Helga Seibert

Helga Seibert ( born January 7, 1939 in Witzenhausen, † 12 April 1999 in Munich) was from 1989 to 1998 Judge of the Constitutional Court.

Seibert studied English and French at the Foreign and Interpretation Institute in Germersheim and law at the universities of Marburg and Berlin. In 1964 she passed the first state examination and spent a year studying at the Bologna Center of the School of Advanced International Studies of Johns Hopkins University and from 1966 to 1967 at Yale Law School. After her second State examination in 1970, she worked as a lecturer at the working party legal nature of the SPD parliamentary group and then a researcher at the Federal Constitutional Court ( Bundesverfassungsgericht ). From 1974 to 1989 she worked in the Federal Ministry of Justice. On 28 November 1989 she was appointed Judge of the First Senate of the Federal Constitutional Court. She was the fifth woman to be elected to the German Federal Constitutional Court. In 1998, she retired for health reasons from the service.

Seibert was a member of the first Senate of the court. Your department mainly dealt with family law, including issues of naming rights, the personal law, the Transsexuals Act and the Child and Youth Welfare Law.
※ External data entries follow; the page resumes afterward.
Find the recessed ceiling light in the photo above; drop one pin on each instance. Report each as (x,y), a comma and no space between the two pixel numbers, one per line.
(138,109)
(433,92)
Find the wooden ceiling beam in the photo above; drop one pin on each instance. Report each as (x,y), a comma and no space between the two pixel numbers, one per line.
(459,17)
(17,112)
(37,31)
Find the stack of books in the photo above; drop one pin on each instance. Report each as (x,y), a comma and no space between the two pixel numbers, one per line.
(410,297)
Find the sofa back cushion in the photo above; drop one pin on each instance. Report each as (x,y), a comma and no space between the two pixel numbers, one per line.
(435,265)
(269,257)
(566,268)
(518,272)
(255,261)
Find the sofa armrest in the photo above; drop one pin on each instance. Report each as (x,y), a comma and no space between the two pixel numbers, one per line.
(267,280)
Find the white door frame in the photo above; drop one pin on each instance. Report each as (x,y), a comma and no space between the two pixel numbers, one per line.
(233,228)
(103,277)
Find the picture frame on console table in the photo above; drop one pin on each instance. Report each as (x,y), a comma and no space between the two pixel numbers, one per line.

She coined the case law on the constitutional review of family law standards and gained merit in the completion of the case law on the enforcement of the equality of illegitimate and legitimate children, the position of the unmarried father in adoption of the child, the illegitimate child of the claim against the mother naming the father and the name change for transsexuals.

As one of the few women she was still absorbed in his lifetime in the book Women in Law. Shortly before her death, she was honored by the Humanist Union with the Fritz Bauer Prize. The citation read:

The ceremony for the awards ceremony on April 30, 1999, she did not live.